User acquisition pressure is spreading across product types
The report also highlighted a notable shift on the acquisition front. FanDuel’s prediction product surpassed Kalshi in weekly app downloads for the first time, driven by promotional incentives tied to external events.
This is a revealing development because it shows that the competition is no longer confined to sportsbook versus sportsbook. User acquisition is now happening across overlapping audiences, where sports betting brands and prediction products are trying to coalesce demand from users interested in event-based trading and wagering.

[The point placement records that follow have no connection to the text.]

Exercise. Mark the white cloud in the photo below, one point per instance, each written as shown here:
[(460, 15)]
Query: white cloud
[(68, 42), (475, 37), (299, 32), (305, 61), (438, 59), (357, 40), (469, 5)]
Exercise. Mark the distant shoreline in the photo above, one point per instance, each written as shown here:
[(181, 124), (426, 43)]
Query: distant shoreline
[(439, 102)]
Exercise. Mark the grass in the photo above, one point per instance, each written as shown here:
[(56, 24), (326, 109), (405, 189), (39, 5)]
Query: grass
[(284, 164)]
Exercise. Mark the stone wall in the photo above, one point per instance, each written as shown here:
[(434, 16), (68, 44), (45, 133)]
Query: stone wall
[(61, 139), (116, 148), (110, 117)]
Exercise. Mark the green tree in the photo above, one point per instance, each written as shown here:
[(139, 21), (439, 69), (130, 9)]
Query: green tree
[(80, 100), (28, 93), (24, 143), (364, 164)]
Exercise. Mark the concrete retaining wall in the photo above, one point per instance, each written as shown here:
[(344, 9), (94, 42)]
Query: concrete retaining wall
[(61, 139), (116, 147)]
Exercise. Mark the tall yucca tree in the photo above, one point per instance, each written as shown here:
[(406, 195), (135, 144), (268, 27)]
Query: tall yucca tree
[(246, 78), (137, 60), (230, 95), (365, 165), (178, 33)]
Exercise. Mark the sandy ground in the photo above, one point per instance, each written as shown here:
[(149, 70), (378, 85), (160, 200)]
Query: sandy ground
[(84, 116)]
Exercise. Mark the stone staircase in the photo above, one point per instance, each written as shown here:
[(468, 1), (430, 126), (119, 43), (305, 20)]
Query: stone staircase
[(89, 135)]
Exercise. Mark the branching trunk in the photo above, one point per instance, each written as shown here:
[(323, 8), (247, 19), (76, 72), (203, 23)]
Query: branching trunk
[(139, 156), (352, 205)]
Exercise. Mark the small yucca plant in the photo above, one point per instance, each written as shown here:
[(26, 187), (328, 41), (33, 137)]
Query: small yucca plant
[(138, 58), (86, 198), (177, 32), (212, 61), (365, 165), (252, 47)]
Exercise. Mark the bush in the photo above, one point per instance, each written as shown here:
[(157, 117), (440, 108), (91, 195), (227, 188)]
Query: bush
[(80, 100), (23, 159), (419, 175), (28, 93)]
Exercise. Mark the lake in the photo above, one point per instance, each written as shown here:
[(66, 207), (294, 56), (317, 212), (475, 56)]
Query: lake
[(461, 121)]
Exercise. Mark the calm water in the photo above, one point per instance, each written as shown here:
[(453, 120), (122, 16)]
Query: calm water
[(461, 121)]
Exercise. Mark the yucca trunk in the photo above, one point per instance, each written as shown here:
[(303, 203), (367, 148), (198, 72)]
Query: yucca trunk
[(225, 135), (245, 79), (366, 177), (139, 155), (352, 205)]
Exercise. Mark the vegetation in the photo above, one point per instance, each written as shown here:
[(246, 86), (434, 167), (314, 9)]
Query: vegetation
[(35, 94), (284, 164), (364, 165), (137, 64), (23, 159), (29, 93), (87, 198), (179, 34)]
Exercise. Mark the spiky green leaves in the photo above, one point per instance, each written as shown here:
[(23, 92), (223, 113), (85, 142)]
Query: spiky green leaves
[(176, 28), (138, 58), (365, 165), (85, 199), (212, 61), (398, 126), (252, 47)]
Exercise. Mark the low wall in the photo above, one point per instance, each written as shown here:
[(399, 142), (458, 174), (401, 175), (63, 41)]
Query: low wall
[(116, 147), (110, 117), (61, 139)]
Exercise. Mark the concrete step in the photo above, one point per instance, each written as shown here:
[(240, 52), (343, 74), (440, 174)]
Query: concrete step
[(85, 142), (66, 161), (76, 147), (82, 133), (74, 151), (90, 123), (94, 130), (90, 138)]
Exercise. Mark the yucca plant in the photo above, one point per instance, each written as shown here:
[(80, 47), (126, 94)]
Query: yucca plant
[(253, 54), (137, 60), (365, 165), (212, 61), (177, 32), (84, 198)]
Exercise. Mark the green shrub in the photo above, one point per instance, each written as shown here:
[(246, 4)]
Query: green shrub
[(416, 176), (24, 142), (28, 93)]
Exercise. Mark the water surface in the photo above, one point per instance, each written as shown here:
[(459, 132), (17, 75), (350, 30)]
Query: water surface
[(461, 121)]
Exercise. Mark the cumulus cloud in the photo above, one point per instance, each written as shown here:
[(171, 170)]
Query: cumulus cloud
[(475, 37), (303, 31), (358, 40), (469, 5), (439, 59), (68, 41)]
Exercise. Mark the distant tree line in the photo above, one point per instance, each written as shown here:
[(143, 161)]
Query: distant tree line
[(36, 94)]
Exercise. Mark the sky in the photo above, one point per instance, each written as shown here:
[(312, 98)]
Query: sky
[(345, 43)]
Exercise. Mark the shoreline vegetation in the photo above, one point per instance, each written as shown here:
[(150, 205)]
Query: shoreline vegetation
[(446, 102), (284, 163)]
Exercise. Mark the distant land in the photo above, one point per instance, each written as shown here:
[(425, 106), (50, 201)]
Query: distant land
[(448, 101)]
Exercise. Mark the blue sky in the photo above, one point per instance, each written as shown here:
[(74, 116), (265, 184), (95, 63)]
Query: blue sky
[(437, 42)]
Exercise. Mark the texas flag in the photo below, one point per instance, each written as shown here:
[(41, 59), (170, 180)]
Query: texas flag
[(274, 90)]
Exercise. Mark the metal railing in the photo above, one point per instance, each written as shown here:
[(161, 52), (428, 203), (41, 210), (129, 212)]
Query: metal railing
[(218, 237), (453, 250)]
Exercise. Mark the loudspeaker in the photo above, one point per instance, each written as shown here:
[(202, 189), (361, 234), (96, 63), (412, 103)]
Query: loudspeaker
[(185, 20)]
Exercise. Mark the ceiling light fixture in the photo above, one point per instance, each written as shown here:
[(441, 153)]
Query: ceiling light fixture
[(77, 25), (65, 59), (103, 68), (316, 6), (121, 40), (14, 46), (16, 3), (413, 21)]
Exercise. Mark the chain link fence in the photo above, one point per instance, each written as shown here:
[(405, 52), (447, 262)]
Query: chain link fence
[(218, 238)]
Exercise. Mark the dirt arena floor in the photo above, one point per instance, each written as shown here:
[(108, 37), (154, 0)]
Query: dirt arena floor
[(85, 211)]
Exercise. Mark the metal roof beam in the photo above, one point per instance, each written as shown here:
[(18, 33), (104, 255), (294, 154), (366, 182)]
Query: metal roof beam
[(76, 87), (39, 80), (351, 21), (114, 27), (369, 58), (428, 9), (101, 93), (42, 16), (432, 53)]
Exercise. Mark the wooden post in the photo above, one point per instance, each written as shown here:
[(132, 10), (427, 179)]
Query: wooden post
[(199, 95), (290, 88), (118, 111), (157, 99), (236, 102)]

Promotions remain a major lever in that contest, but pricing, product familiarity, and trust also matter. Established sportsbook brands may have an advantage when they can extend into adjacent categories without forcing users to learn a wholly new ecosystem.

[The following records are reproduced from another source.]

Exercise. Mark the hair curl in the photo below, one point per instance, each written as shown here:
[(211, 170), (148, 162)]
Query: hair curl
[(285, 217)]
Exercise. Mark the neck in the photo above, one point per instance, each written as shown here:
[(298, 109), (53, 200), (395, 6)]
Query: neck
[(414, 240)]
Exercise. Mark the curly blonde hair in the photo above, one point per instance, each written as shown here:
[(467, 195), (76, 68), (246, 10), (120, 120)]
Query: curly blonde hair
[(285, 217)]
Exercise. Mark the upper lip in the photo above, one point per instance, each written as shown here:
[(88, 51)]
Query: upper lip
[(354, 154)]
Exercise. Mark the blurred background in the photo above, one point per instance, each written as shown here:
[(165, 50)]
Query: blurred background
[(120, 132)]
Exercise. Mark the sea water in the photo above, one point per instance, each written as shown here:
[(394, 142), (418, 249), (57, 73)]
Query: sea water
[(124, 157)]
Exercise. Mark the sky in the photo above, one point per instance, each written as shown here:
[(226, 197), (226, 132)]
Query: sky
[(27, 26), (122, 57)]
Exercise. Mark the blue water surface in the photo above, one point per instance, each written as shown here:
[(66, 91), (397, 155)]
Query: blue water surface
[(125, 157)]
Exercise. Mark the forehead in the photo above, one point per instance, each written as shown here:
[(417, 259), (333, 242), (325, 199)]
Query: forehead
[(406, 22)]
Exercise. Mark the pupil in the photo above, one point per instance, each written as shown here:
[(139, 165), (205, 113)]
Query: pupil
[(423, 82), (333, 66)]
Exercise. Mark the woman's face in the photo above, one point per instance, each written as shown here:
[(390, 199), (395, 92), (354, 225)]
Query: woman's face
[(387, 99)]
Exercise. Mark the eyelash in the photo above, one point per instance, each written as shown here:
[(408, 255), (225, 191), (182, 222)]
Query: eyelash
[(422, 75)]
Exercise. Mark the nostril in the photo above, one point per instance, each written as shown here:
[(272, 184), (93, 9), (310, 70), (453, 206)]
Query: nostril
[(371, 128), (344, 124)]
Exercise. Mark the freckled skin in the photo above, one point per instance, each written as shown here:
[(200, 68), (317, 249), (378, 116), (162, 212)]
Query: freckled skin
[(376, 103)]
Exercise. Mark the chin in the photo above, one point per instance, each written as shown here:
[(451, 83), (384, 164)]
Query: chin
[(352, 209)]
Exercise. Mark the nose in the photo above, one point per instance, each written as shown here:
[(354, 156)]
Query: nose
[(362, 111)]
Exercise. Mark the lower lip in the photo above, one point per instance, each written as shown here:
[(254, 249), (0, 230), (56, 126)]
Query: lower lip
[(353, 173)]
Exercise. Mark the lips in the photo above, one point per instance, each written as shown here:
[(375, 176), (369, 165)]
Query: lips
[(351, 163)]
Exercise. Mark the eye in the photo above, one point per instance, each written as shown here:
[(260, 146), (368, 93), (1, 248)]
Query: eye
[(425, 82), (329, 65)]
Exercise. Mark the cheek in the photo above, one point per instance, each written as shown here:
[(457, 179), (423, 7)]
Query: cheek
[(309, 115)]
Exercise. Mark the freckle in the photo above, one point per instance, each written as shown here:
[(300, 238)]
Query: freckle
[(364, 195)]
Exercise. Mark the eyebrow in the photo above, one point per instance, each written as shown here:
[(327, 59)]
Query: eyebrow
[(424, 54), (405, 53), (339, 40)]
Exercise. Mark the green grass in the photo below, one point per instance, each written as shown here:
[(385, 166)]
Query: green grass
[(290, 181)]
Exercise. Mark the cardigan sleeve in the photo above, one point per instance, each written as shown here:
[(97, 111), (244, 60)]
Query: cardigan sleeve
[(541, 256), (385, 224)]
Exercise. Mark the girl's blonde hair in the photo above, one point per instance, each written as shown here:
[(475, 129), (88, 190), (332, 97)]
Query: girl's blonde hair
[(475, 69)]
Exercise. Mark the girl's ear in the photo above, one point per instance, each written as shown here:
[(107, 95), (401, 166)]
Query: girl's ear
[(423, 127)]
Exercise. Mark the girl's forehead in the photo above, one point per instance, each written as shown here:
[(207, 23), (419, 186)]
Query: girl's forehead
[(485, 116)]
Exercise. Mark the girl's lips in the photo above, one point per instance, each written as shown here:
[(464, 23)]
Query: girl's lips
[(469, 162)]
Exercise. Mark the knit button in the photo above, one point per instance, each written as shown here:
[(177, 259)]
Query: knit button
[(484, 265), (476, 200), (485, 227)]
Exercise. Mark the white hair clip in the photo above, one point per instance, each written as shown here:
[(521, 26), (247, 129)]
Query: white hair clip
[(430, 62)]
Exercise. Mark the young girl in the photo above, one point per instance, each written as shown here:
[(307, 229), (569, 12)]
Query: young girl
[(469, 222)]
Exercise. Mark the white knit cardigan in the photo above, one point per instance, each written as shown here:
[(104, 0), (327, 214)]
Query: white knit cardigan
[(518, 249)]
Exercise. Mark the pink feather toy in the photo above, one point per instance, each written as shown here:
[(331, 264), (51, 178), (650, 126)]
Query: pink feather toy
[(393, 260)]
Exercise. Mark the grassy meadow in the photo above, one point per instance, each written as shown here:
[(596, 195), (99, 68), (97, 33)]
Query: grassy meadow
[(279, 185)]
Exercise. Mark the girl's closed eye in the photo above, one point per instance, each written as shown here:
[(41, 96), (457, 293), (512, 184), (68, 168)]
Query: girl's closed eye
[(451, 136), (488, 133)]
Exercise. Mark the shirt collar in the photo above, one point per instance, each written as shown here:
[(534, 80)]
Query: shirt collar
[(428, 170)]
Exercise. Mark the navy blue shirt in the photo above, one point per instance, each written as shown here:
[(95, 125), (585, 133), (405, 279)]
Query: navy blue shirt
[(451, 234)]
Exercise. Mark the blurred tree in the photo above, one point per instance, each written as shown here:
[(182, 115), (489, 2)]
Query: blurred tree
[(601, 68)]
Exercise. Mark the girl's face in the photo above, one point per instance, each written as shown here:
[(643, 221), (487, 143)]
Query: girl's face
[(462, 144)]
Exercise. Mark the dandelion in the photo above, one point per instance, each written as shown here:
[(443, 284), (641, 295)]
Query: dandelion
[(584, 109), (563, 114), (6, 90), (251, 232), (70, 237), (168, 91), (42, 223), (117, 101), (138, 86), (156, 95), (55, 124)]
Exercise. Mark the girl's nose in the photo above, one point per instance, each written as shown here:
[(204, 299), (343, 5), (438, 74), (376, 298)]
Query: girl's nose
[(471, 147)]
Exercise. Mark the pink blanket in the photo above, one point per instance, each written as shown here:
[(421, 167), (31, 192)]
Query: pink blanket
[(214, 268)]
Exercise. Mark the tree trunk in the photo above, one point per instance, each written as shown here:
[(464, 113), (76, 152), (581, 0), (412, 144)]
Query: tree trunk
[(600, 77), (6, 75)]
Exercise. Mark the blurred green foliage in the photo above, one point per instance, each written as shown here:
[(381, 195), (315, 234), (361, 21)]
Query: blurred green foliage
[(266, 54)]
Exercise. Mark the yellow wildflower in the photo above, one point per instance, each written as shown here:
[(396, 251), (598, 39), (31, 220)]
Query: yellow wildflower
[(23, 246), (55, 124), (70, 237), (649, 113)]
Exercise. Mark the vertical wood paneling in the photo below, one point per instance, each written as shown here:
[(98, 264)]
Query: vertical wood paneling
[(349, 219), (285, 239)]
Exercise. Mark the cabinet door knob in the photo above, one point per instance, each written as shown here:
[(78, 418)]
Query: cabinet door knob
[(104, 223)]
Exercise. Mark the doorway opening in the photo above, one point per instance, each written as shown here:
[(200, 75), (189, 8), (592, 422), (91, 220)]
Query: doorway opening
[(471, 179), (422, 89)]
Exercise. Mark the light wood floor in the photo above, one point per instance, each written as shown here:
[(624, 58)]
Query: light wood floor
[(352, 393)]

What DraftKings March Madness pricing strategy says about the broader market
Viewed in full, the Citizens report offers a compact but revealing snapshot of the current US betting landscape. DraftKings led average First Four pricing, but only narrowly. FanDuel and Fanatics stayed close. Kalshi remained competitive in some individual games, yet failed to sustain the kind of pricing edge that many expect from exchange-like models.
The bigger lesson is that March Madness remains one of the clearest stress tests for operator strategy. It compresses pricing decisions, acquisition spending, product differentiation, and revenue expectations into a short, highly visible period.
Several themes stand out from the findings
- pricing is becoming more tightly contested, with operators calibrating margins game by game,
- handle may soften this year, but comparison effects and post-NFL seasonality explain much of the decline,
- revenue performance could still improve if margins normalise from last year’s weak base,
- prediction markets are not guaranteed to beat sportsbooks on price in liquid mainstream events,
- and in-play participation is increasingly central to how platforms differentiate and grow.
Final takeaway
For casual readers, the takeaway is simple. Better prices are still available, but the differences between operators can be subtle, and the label attached to a platform does not guarantee better value.
For industry professionals, the message is more strategic. DraftKings March Madness Pricing Strategy is not just about having the lowest average vig across the First Four. It reflects an increasingly mature market where pricing precision, live betting behavior, fee transparency, and cross-category competition all shape performance.
As the tournament unfolds, handle may not hit last year’s levels. But if Citizens is right about the margin backdrop, operators could still come away with a stronger financial result. In that sense, this year’s March Madness may tell us less about raw volume and more about which business models are becoming most resilient in the next phase of US digital wagering.